Ngā Pūtahitanga / Crossings: A Joint Conference of SAHANZ and the Australasian UHPH Group

SAHANZ conference proceedings are subject by copyright protections. Please read the Disclaimer and Copyright Notice.

Controversies surrounding the restoration and representation of the narrative and memory of Notre-Dame de Paris are not new. The latest debates remind us that the building has been at the centre of conservation controversies since the nineteenth century. But why is Notre-Dame de Paris central to these debates? The answer appears to lie in its function as a mnemonic device for Paris and the French nation.

This paper focuses on the four literary pieces published by Victor Hugo in the period between 1823 and 1832 – ‘Le Bande Noir’ (‘The Black Band’), ‘Note sur la Destruction des Monuments en France’ (‘Note on the Destruction of Monuments in France’), ‘Guerre aux Démolisseurs!’ (‘War on the Demolishers!’) and Notre-Dame de Paris (also known as The Hunchback of Notre-Dame). Through an analysis of these four texts, the paper will attempt to understand Hugo’s convictions about the role of buildings – especially Notre-Dame de Paris – in establishing the memory of the city and the nation, and how these in turn underpinned his arguments for conservation.

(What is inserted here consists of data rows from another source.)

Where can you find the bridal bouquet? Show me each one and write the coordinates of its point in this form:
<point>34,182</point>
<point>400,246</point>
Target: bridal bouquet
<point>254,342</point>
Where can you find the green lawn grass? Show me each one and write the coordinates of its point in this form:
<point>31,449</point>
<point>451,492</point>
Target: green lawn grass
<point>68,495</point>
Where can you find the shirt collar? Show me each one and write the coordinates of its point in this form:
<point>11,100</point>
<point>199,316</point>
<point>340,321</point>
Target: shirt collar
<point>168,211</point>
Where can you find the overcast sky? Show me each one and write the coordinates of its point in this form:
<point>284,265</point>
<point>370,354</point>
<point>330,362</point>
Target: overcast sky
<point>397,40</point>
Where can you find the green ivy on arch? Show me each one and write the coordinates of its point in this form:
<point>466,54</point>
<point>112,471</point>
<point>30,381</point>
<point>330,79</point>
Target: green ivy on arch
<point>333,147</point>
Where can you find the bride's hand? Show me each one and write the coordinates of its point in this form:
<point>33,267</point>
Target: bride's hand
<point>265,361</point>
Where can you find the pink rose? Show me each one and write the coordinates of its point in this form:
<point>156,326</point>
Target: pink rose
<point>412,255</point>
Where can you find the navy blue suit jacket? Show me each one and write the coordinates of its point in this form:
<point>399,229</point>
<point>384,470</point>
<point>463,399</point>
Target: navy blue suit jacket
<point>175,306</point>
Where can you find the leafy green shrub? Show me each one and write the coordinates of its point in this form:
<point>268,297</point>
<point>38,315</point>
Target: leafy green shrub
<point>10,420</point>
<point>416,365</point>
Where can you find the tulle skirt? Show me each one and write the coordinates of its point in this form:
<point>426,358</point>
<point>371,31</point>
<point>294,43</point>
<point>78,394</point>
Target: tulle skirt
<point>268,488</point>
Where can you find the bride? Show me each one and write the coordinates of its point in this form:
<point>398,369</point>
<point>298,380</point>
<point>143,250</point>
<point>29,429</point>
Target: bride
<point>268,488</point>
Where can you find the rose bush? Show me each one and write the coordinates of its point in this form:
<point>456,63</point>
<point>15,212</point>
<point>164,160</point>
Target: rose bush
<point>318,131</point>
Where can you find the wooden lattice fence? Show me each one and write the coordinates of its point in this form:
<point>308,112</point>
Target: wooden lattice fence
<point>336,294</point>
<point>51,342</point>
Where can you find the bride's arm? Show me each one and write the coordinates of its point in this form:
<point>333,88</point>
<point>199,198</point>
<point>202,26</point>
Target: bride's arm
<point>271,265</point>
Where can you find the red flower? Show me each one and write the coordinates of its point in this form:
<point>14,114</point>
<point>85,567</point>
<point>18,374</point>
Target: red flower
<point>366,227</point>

Whilst these texts were all written in a period before the development of key contemporary concepts in the psychology and neuroscience of memory, this paper nevertheless uses the concepts of memory, imagination and Mental Time Travel to try to understand the kind of memory work that the Cathedral performs, and that Hugo suggests it performs in his writing. By examining how Hugo’s literature augmented and engaged the reader’s memory and imagination of the past, this paper will explain how Hugo romanticised the idea that the building was a witness to history. The paper ultimately argues that Hugo positioned Notre-Dame de Paris not only as the centrepiece in his own fiction, but as a beacon of memory for Paris and France, and as such the building came to represent Paris, and indeed the nation as a whole.